Although she has gone on record supporting gay marriage (which her father, his boss, and all of her fellow Republicans stridently repudiate), Mary Cheney has also gone on record opposing politicians who support gays. She has called Democrat John Kerry a "son of a bitch," and has made it clear that she considers herself a blissfully happy republican.

On the other hand, Ms. Cheney has made a great deal of money as a gay rights advocate, both in a corporate sense (as a "liaison to the gay community," the kind of position that usually means you do nothing but accept money and act gay), and as an author--Simon and Schuster paid Cheney one million dollars to write a book about her life.

Thus, the openly gay Ms. Cheney seems to support gay rights only to the extent she can get money from it. Otherwise, she supports those who oppose it.

When you don't stand for anything at all, however, no one stands with you.

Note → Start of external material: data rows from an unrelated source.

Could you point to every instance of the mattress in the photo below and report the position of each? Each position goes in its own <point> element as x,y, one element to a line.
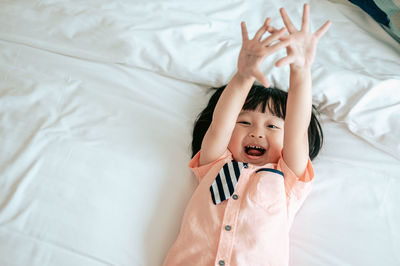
<point>97,105</point>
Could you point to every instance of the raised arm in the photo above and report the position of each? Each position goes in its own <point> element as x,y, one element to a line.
<point>300,56</point>
<point>230,103</point>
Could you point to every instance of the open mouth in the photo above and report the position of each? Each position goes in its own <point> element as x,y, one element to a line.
<point>254,150</point>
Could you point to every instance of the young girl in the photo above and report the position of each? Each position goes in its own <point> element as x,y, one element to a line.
<point>254,164</point>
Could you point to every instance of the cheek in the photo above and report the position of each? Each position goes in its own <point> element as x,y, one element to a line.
<point>236,139</point>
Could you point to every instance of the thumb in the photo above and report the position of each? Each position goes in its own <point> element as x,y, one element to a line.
<point>261,78</point>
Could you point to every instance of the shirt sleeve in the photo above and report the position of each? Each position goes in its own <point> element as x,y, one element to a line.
<point>201,170</point>
<point>291,179</point>
<point>297,187</point>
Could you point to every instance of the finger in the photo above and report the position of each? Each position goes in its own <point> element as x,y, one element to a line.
<point>274,36</point>
<point>288,23</point>
<point>261,78</point>
<point>306,18</point>
<point>262,30</point>
<point>278,46</point>
<point>271,29</point>
<point>245,35</point>
<point>284,61</point>
<point>323,29</point>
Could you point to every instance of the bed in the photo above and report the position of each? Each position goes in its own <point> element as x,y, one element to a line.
<point>97,104</point>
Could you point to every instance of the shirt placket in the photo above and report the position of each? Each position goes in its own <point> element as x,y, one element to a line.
<point>229,222</point>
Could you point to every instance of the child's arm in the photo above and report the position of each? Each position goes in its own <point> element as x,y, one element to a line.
<point>252,54</point>
<point>300,56</point>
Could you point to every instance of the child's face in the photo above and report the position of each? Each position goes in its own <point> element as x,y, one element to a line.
<point>257,138</point>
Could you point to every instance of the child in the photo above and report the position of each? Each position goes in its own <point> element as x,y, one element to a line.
<point>254,163</point>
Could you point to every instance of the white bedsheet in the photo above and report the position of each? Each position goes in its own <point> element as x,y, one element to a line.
<point>97,103</point>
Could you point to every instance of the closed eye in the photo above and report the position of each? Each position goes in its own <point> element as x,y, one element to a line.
<point>273,126</point>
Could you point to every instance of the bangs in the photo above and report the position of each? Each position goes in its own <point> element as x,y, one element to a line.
<point>261,98</point>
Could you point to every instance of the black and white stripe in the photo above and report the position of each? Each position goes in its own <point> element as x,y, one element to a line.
<point>225,183</point>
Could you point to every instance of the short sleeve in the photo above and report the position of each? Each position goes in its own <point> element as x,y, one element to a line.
<point>291,179</point>
<point>201,171</point>
<point>297,187</point>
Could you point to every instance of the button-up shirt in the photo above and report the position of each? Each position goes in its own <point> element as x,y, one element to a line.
<point>251,227</point>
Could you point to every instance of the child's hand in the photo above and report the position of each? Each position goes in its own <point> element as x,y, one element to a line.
<point>253,52</point>
<point>303,44</point>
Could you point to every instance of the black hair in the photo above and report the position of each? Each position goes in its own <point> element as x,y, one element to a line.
<point>272,98</point>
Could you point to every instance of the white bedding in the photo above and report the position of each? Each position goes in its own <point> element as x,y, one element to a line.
<point>97,103</point>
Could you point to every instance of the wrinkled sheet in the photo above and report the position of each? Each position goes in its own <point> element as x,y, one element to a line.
<point>97,103</point>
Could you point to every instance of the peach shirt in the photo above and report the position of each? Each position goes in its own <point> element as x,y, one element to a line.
<point>258,220</point>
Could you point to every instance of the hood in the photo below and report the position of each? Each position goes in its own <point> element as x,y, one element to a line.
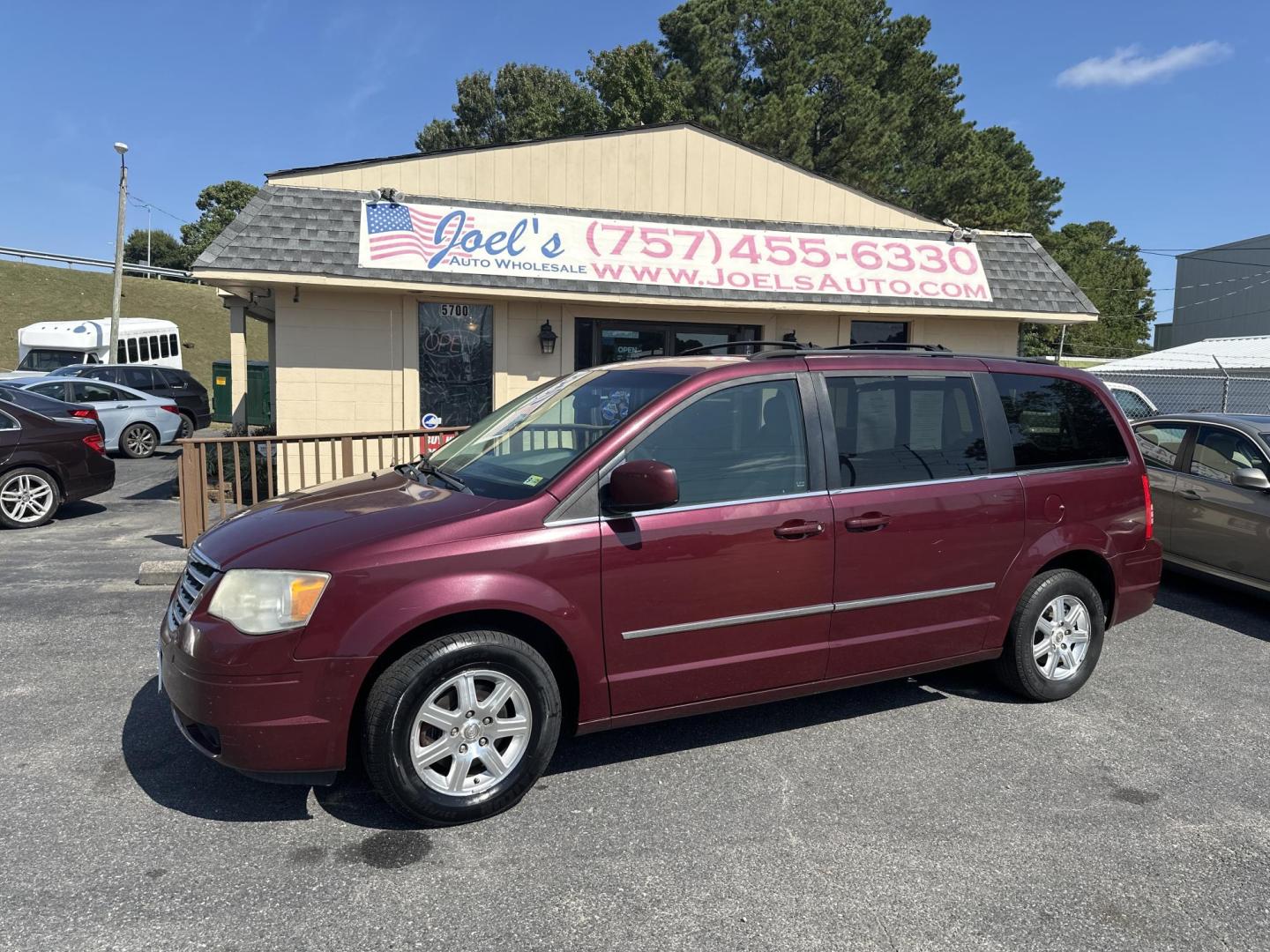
<point>303,530</point>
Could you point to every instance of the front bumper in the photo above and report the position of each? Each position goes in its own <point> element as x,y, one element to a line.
<point>245,703</point>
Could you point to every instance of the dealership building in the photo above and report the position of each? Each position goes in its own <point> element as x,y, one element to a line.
<point>444,285</point>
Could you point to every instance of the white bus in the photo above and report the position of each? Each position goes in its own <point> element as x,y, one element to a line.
<point>48,346</point>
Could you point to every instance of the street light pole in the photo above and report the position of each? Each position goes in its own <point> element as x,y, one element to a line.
<point>113,343</point>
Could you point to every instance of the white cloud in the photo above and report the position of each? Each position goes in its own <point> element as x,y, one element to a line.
<point>1128,66</point>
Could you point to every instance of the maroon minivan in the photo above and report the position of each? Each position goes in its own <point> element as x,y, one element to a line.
<point>658,539</point>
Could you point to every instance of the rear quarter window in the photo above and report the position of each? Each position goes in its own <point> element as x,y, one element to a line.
<point>1057,421</point>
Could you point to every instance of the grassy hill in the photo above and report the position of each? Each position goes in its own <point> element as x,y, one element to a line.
<point>34,292</point>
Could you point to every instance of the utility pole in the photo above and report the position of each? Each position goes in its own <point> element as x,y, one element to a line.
<point>113,343</point>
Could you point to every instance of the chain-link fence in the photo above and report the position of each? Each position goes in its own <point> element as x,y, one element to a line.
<point>1229,375</point>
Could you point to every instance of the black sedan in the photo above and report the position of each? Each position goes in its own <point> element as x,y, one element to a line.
<point>46,461</point>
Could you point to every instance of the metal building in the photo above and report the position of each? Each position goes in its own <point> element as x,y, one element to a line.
<point>1222,292</point>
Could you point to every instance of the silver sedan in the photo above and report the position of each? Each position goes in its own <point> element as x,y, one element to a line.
<point>135,423</point>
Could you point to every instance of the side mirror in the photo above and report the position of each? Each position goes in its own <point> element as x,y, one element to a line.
<point>641,484</point>
<point>1250,478</point>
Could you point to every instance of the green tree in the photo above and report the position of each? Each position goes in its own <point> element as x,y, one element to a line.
<point>219,205</point>
<point>839,86</point>
<point>521,101</point>
<point>165,250</point>
<point>1116,279</point>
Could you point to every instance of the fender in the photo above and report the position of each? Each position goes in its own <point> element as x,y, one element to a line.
<point>1057,541</point>
<point>376,606</point>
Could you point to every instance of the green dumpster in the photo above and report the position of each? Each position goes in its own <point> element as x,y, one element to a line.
<point>259,394</point>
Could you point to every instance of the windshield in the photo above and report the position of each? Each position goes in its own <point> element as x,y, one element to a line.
<point>519,449</point>
<point>45,360</point>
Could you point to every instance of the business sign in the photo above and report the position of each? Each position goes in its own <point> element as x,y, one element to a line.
<point>578,248</point>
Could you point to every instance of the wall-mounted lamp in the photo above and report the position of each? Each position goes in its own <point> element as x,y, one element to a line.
<point>548,338</point>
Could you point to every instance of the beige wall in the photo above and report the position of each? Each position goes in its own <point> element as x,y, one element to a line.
<point>347,362</point>
<point>678,170</point>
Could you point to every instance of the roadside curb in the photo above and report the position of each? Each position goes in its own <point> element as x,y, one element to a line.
<point>161,573</point>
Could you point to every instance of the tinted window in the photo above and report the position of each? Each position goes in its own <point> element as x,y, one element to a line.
<point>1160,446</point>
<point>138,378</point>
<point>1057,421</point>
<point>97,392</point>
<point>57,391</point>
<point>746,442</point>
<point>906,429</point>
<point>1133,405</point>
<point>34,401</point>
<point>521,447</point>
<point>1220,452</point>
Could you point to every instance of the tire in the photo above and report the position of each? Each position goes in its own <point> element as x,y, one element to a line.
<point>28,498</point>
<point>418,700</point>
<point>1032,649</point>
<point>138,441</point>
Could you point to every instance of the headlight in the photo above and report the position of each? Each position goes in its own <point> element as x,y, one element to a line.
<point>263,600</point>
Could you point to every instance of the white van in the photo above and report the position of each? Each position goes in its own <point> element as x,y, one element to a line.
<point>48,346</point>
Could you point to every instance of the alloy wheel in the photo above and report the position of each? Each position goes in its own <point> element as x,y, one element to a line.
<point>138,441</point>
<point>1062,637</point>
<point>470,733</point>
<point>26,498</point>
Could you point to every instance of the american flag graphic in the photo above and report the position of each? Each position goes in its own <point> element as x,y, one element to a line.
<point>401,230</point>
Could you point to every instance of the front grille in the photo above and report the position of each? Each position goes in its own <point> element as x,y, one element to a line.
<point>199,570</point>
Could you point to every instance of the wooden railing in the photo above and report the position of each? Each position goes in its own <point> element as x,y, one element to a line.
<point>221,475</point>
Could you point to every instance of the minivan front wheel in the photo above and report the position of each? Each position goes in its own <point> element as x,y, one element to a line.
<point>461,727</point>
<point>1056,636</point>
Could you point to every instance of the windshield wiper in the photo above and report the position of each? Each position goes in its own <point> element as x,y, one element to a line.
<point>422,467</point>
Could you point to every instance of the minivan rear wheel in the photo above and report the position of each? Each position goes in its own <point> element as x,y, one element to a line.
<point>461,727</point>
<point>1056,636</point>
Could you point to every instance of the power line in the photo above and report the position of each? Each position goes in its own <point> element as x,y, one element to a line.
<point>144,204</point>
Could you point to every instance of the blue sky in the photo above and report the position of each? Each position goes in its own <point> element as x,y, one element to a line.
<point>1160,129</point>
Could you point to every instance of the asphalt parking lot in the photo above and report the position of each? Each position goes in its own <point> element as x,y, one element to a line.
<point>931,814</point>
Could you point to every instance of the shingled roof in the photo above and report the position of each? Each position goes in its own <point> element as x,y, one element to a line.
<point>296,231</point>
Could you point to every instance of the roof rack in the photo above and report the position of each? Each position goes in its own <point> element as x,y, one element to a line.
<point>866,349</point>
<point>707,348</point>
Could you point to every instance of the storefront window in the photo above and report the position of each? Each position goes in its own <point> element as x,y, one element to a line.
<point>456,362</point>
<point>879,333</point>
<point>609,342</point>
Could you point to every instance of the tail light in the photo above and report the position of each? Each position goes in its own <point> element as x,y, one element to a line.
<point>1151,508</point>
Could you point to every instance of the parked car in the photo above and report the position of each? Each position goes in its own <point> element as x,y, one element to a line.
<point>657,539</point>
<point>133,423</point>
<point>14,392</point>
<point>1211,480</point>
<point>1136,404</point>
<point>46,461</point>
<point>176,386</point>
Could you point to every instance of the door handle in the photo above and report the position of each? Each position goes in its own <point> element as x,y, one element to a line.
<point>869,522</point>
<point>802,530</point>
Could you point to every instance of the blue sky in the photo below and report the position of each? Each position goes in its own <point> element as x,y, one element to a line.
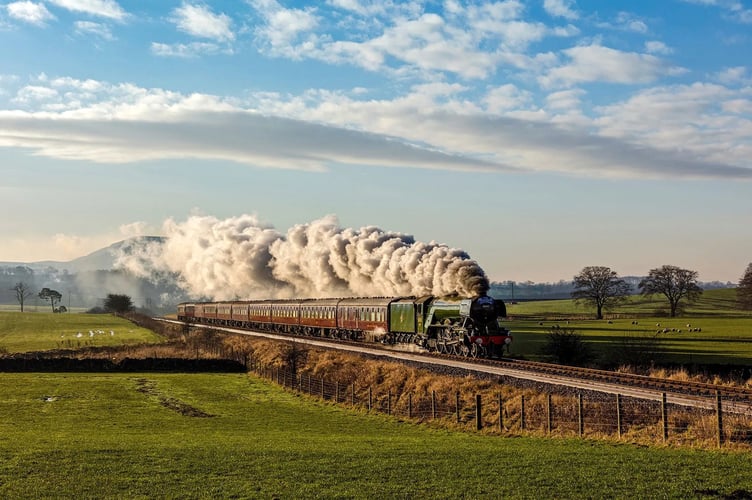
<point>540,137</point>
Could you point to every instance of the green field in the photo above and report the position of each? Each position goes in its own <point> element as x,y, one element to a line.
<point>725,336</point>
<point>131,435</point>
<point>23,332</point>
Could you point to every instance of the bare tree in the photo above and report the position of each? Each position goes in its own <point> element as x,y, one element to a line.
<point>567,347</point>
<point>744,289</point>
<point>52,295</point>
<point>675,283</point>
<point>601,287</point>
<point>23,292</point>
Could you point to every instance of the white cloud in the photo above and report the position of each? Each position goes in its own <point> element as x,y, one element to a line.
<point>97,29</point>
<point>285,32</point>
<point>732,9</point>
<point>694,131</point>
<point>735,75</point>
<point>187,50</point>
<point>198,20</point>
<point>596,63</point>
<point>656,47</point>
<point>100,8</point>
<point>561,8</point>
<point>33,95</point>
<point>466,41</point>
<point>697,119</point>
<point>29,12</point>
<point>565,99</point>
<point>506,97</point>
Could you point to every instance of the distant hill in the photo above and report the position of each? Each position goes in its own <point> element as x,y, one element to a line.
<point>86,281</point>
<point>99,260</point>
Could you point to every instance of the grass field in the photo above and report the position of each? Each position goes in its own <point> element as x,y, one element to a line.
<point>22,332</point>
<point>725,336</point>
<point>130,435</point>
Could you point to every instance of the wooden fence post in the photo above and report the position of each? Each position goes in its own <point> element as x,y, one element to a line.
<point>618,415</point>
<point>719,416</point>
<point>478,413</point>
<point>457,405</point>
<point>433,404</point>
<point>501,414</point>
<point>664,416</point>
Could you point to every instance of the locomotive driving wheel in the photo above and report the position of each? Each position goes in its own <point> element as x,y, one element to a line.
<point>475,350</point>
<point>463,350</point>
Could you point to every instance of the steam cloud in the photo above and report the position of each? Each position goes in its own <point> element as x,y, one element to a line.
<point>240,258</point>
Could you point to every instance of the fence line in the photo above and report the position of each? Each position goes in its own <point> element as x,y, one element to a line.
<point>549,414</point>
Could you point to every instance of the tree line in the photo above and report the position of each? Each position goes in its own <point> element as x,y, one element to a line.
<point>602,288</point>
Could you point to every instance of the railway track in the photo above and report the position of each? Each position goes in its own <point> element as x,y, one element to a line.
<point>686,393</point>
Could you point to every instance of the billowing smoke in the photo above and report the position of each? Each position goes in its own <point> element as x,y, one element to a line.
<point>240,258</point>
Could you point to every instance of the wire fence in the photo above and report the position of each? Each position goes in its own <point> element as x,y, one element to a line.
<point>585,414</point>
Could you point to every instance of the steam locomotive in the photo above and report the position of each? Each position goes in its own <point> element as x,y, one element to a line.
<point>464,327</point>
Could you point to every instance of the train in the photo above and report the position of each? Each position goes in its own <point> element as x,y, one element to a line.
<point>448,325</point>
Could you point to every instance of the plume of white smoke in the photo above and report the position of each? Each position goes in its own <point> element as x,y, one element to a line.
<point>242,258</point>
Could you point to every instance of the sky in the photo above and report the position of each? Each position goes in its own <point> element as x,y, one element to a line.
<point>538,136</point>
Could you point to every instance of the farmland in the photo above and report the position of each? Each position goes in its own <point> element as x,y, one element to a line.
<point>109,435</point>
<point>22,332</point>
<point>724,336</point>
<point>203,435</point>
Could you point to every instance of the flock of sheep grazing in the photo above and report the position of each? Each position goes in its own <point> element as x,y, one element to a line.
<point>91,334</point>
<point>690,328</point>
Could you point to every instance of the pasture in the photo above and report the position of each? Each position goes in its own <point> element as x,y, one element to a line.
<point>23,332</point>
<point>725,335</point>
<point>232,435</point>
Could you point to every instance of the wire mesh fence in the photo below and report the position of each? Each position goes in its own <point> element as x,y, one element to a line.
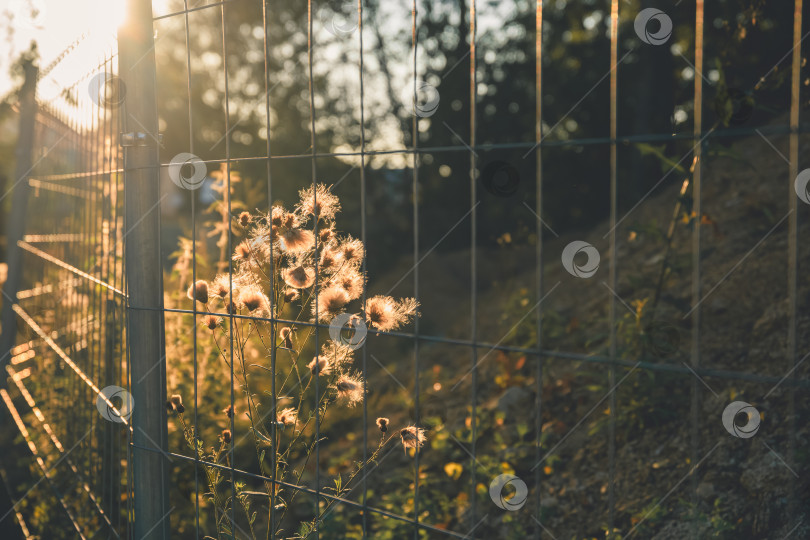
<point>66,462</point>
<point>368,296</point>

The homophobic right wing has no respect for Mary Cheney, the more liberal gay community considers her a traitor, and no one in the middle cares.

It shouldn't be a surprise, then, that Mary Cheney's book, Now It's My Turn (a title horribly reminiscent of Nancy Reagan's own attempt at self-justification, My Turn), is more than just a dismal disaster. It is the Hurricane Katrina of recently published books. Given a reported advance of one million dollars, it has sold about six thousand copies, which means the publisher has lost over 90 percent of its investment so far.

(Random disclosure: I wrote a satirical book about Mary Cheney's father Dick, called Duck! for which I an advance that amounted to less than 5 percent of Mary Cheney's, but my book has outsold hers. Then again, Osama bin Laden's Etiquette Guide for Jewish Newlyweds would outsell Mary Cheney.)

Baffling to most people is why an otherwise intelligent company would publish such a disaster. (Second random disclosure: I was once an editor at S&S, still have friends there, and think very highly of the company). For that you can mostly blame Mary Matalin, whom S&S hired to create a line of conservative books. Maybe Matalin has learned her first lesson in publishing: When an author's only interest seems to be herself, it doesn't really matter what her background is, conservative, liberal, middle of the road, gay, or straight. No one other than the author cares.